To verify the RNA-seq findings, we examined the expression of key genes involved in FAO and sterol biosynthesis. In HFHFr diet-fed miR-93 KO mice, we observed significant upregulation of Ppara, a master regulator of FAO, along with its target genes, Cpt1a, Acox1, Ppargc1a, and Tfam. In contrast, crucial cholesterol and fatty acid biosynthesis genes, including Srebf1, Srebf2 and their targets Hmgcr, Sqle, Fasn, and Scd1, were markedly downregulated in miR-93 KO livers (Fig. 4d). Similar effects were observed in GAN diet-fed miR-93 KO mice, which showed increased FAO and reduced sterol metabolism in the liver (Extended Data Fig. 2k,l).
To further explore the crucial role of miR-93 in hepatic lipid metabolism and its contribution to MASLD from RNA-Seq analysis, we isolated primary hepatocytes from WT and miR-93 KO mice.
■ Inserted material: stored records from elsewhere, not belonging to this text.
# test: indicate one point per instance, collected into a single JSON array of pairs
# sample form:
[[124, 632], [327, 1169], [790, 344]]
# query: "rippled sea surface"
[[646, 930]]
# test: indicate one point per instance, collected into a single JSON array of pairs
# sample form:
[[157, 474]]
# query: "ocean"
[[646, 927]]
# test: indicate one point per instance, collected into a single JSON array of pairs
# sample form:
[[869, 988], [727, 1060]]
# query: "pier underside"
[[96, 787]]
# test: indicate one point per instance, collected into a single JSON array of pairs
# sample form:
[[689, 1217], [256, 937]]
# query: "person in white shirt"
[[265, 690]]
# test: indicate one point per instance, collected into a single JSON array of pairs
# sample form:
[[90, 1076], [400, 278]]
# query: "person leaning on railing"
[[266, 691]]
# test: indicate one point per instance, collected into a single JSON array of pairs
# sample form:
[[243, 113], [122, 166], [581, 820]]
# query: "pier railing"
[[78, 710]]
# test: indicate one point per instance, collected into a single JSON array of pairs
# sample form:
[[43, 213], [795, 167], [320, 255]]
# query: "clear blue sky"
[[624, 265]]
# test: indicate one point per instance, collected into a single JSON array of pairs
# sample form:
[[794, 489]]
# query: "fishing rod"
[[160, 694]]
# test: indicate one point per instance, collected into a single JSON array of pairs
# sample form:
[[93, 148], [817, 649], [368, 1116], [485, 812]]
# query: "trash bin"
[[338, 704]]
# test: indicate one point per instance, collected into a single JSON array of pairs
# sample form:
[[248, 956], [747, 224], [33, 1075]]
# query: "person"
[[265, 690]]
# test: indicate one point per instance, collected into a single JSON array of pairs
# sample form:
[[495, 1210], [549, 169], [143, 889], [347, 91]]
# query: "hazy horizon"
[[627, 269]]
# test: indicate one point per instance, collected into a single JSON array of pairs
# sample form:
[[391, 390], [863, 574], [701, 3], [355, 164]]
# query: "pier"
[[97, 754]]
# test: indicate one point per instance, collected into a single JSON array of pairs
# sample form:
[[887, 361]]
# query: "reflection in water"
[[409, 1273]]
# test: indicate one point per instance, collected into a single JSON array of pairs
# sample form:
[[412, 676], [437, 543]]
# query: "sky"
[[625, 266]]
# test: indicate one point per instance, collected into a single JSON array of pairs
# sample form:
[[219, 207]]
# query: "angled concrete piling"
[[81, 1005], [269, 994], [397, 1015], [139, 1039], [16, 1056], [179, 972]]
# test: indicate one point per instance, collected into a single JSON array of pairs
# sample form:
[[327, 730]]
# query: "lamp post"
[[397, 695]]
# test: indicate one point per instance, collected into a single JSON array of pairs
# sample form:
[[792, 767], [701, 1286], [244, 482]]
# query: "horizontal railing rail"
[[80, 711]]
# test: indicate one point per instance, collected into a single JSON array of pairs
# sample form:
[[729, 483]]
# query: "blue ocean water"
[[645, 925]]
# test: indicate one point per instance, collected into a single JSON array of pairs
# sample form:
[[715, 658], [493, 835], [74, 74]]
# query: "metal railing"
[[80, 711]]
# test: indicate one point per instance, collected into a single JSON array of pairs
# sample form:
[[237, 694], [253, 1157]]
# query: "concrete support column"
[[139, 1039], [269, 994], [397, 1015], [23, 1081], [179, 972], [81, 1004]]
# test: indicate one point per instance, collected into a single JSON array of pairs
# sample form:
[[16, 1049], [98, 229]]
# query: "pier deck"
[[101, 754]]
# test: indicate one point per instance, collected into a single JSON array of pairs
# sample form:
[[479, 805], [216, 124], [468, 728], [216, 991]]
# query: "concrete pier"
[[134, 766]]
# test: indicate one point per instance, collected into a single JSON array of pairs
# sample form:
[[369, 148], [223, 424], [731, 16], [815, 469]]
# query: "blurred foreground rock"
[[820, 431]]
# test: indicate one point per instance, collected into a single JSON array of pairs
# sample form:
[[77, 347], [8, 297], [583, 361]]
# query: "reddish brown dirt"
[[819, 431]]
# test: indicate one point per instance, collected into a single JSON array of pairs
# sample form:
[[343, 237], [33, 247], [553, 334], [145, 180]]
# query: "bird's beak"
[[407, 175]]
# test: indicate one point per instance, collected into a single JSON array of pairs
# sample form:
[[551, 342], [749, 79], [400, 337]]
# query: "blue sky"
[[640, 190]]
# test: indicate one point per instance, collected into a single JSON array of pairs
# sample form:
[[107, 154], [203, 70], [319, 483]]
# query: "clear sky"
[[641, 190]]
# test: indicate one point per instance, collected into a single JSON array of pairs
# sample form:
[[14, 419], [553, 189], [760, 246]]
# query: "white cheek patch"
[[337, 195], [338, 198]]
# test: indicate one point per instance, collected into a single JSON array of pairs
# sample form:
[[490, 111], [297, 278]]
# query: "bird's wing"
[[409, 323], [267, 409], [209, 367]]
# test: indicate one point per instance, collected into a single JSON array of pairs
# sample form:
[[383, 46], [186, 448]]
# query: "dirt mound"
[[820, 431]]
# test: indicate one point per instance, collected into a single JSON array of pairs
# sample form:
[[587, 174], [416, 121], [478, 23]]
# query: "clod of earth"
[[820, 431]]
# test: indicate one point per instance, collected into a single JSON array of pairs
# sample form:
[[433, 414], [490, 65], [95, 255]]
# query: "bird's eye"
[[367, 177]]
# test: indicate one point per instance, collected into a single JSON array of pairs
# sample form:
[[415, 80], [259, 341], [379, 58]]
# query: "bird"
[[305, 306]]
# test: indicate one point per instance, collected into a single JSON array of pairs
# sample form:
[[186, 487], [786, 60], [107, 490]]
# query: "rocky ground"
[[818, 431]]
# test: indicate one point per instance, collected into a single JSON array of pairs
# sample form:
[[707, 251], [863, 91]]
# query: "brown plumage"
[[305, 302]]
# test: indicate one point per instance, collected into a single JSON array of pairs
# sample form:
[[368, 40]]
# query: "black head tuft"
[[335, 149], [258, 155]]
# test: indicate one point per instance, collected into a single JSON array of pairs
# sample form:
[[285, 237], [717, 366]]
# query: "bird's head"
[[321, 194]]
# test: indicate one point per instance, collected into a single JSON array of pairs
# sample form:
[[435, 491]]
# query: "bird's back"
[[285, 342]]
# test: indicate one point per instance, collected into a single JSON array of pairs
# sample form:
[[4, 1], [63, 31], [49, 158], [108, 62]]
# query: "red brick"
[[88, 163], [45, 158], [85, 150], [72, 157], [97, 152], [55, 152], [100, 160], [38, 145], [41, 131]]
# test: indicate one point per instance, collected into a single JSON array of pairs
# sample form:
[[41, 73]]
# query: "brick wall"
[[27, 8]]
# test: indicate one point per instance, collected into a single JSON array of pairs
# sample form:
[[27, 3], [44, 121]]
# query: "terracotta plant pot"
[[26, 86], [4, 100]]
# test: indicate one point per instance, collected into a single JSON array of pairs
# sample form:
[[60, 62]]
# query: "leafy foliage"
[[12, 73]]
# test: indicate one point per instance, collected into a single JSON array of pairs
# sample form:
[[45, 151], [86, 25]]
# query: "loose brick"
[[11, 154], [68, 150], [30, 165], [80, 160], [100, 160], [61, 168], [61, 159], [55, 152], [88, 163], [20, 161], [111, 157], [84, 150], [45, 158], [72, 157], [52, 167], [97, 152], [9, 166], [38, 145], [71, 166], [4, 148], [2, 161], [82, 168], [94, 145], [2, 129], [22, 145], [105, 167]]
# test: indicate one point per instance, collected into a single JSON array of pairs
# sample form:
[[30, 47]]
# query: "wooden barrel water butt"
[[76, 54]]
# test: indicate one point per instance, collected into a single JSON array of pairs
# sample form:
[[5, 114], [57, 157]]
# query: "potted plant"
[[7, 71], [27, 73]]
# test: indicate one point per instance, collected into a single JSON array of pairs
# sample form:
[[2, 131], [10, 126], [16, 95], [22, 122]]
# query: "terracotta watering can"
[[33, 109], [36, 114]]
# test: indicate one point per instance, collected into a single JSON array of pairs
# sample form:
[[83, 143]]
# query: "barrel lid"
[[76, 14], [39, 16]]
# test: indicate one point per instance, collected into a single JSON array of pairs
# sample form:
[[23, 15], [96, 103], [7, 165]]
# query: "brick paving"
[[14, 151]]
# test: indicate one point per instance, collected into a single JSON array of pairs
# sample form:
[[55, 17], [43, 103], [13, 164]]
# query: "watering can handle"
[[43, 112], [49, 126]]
Under OA/PA treatment, miR-93 expression was significantly upregulated in WT hepatocytes, whereas miR-93 deficiency substantially reduced intracellular lipid accumulation (Fig. 4e,f). This reduction was accompanied by markedly lower levels of TG and cholesterol in OA/PA-treated miR-93 KO hepatocytes (Fig. 4g,h). Gene expression analysis of miR-93 KO hepatocytes revealed significant upregulation of lipid catabolism-related genes (Fig. 4i). In contrast, expression of Srebf1/2 and their downstream targets significantly decreased in miR-93 KO hepatocytes (Fig. 4j). In addition, miR-93 deficiency enhanced both basal and maximal respiratory capacities in hepatocytes under basal and OA/PA-treated conditions (Fig. 4k,l). Furthermore, ATP levels and mitochondrial DNA copy number increased in miR-93 KO hepatocytes, indicating improved mitochondrial function (Fig. 4m,n).
We also observed the relationship between miR-93 overexpression and lipid metabolism in hepatic steatosis by transducing primary hepatocytes with AAV-miR-93. Although miR-93 overexpression alone did not substantially increase lipid accumulation, it significantly elevated TG and cholesterol levels under OA/PA treatment (Extended Data Fig. 4a-d). Moreover, miR-93 overexpression under OA/PA conditions reduced lipid catabolism gene expression, while upregulating DNL and cholesterol biosynthesis genes (Extended Data Fig. 4e,f). Mitochondrial function and DNA copy number decreased following miR-93 overexpression and OA/PA treatment (Extended Data Fig. 4g-j). Collectively, these findings indicate that miR-93 deficiency mitigates hepatic lipid accumulation by promoting FAO and mitochondrial function while reducing TG and cholesterol biosynthesis, providing mechanistic insights into its role in MASLD progression.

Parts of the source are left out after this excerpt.